Here's what I use on most rifles with serious recoil:
It is a Tally light weight one piece ring and mount combination. Look close and you will see they are basically rings that attach directly to your receiver. Tally is not the only maker of one piece set ups.
The benefit is a simplicity of mechanics. Fewer connections and parts to wiggle loose. The surface of the connections (rings to receiver, rings to scope) are very generous in area. The top half of the rings have enough clamping pressure to distort the scope tube so the zoom mechanics are jammed. I use Locktite red between the rings/receiver and rings/ bottom of scope saddle. I use Locktite blue on all screw threads and the top clamp of the rings.
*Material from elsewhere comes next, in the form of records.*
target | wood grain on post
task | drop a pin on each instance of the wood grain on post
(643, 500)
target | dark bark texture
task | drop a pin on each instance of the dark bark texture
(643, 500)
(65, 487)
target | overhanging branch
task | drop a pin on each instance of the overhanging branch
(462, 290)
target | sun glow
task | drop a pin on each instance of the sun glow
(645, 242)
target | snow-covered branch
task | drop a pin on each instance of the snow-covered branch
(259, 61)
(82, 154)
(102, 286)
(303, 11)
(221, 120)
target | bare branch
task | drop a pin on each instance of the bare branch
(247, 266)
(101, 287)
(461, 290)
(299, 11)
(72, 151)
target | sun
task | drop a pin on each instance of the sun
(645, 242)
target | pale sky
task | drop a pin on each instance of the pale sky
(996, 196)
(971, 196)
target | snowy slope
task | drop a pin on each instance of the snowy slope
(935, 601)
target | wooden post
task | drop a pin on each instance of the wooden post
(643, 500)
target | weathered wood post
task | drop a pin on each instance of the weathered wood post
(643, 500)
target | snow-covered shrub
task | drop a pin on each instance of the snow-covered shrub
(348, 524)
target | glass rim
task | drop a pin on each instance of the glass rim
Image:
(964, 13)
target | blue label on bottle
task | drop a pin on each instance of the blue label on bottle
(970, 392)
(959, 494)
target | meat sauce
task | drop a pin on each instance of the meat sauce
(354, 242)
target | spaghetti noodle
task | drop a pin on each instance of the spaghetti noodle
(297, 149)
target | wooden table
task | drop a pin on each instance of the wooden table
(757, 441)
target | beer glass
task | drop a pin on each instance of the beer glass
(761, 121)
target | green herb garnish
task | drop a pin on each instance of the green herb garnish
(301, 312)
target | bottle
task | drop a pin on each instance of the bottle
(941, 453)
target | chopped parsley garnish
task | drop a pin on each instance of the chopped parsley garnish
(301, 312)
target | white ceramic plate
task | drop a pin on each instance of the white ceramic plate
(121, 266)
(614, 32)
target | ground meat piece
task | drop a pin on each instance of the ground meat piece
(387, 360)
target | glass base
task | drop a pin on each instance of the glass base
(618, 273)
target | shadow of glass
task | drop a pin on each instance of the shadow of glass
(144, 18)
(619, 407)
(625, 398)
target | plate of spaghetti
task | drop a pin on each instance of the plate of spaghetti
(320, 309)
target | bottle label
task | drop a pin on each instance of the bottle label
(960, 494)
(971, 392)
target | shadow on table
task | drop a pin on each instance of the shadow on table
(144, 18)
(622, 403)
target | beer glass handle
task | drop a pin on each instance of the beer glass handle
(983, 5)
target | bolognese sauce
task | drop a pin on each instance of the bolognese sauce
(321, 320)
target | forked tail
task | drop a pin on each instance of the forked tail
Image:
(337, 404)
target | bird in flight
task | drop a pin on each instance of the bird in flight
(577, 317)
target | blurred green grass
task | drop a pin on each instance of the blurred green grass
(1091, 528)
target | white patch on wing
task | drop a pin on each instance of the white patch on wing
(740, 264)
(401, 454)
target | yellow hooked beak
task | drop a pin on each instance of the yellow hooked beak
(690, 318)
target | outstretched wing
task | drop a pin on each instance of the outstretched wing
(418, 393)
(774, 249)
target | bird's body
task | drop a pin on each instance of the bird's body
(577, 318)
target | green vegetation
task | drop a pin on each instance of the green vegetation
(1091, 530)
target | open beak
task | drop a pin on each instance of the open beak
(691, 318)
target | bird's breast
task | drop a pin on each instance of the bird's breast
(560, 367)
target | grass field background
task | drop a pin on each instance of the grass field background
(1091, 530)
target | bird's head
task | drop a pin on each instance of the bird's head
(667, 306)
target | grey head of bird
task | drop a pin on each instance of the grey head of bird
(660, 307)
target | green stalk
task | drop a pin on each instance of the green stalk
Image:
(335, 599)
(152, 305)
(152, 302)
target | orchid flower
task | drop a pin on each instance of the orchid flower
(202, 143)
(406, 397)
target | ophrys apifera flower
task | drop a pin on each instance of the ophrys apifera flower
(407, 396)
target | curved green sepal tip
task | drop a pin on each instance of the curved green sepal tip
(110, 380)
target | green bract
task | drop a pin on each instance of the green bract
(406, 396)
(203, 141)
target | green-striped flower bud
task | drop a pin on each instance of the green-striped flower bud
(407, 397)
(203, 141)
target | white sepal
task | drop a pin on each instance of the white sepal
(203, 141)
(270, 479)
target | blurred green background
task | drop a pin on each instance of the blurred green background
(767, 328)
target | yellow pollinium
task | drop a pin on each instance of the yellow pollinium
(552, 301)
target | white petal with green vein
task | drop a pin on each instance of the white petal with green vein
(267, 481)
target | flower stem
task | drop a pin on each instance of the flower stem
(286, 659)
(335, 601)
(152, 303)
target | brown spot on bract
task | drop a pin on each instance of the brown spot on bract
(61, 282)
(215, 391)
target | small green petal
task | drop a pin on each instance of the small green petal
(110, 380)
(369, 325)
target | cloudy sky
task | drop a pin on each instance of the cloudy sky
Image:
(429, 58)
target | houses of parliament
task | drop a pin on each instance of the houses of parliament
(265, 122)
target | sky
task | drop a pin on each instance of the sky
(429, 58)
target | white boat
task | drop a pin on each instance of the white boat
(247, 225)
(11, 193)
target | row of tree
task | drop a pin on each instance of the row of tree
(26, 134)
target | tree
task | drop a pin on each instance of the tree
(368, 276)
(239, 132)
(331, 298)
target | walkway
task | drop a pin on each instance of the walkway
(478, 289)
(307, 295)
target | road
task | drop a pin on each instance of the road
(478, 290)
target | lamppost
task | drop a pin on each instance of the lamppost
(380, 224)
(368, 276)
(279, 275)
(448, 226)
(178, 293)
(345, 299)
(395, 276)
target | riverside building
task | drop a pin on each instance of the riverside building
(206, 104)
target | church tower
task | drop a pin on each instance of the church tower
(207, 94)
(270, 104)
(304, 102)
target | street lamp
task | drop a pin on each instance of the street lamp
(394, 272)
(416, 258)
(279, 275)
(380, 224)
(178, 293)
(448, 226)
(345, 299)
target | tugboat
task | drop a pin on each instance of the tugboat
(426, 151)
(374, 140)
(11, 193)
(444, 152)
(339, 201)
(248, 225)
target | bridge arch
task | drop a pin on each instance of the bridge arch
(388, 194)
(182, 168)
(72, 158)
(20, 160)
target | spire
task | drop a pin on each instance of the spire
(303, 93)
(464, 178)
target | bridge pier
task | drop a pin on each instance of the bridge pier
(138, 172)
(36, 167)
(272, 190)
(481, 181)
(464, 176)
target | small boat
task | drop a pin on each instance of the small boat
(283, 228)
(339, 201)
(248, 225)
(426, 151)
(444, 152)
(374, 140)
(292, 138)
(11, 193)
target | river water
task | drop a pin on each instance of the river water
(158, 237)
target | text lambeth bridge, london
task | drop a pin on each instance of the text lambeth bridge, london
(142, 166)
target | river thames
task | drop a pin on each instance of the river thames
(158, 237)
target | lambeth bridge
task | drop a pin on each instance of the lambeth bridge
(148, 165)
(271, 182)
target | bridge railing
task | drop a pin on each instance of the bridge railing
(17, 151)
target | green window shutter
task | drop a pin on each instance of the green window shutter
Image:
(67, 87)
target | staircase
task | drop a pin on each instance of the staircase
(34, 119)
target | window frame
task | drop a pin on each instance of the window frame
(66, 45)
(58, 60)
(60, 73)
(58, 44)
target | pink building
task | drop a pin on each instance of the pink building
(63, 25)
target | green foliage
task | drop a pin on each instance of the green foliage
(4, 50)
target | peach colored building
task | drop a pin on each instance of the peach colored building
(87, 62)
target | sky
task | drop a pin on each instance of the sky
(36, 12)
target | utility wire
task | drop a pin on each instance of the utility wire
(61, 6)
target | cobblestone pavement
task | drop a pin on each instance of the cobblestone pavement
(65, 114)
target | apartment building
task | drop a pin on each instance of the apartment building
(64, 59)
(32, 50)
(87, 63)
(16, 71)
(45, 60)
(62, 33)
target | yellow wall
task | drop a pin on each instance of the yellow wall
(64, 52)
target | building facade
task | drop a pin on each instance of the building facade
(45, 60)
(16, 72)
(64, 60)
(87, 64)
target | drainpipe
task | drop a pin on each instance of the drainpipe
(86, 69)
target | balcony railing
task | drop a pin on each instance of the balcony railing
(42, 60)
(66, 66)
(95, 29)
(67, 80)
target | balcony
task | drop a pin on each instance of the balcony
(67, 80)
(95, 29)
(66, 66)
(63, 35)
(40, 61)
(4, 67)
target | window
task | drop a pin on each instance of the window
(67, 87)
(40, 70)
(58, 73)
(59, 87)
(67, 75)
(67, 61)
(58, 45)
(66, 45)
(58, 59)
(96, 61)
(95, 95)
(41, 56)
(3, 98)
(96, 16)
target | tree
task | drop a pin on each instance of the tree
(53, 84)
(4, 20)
The ring/mounts are installed on the receiver first and then lapped into final alignment. The scope and rifle then sit in the safe for a week to cure the Locktite before first firing.
Ring lapping is a must. Don't install a scope without doing it. Every scope I own or install for friends are lapped in and Locktited. It guarantees the rings are straight and the clamp surfaces are 100% utilized for maximum friction and holding power. The scope body has almost no eccentric torque placed on it as a result of the rings being cinched down.
This setup is on a Savage in 375 Ruger that has considerable recoil. I used the lapping and Locktite on a Ruger #3 in 45/70 in '76 and just recently had to reset the scope after decades of hunting and bench shooting 400gr Speers @ 2100fps and Sierra 300gr @ 2400fps. You don't know recoil until you fire that steel butt plated 6 1/2lb cannon. Yet the scope stayed put for almost 40 yrs. It held zero until it finally started slipping forward.
The scope does not remove but as most rifles don't have iron sights (not LR rifles for sure) this is no deficit.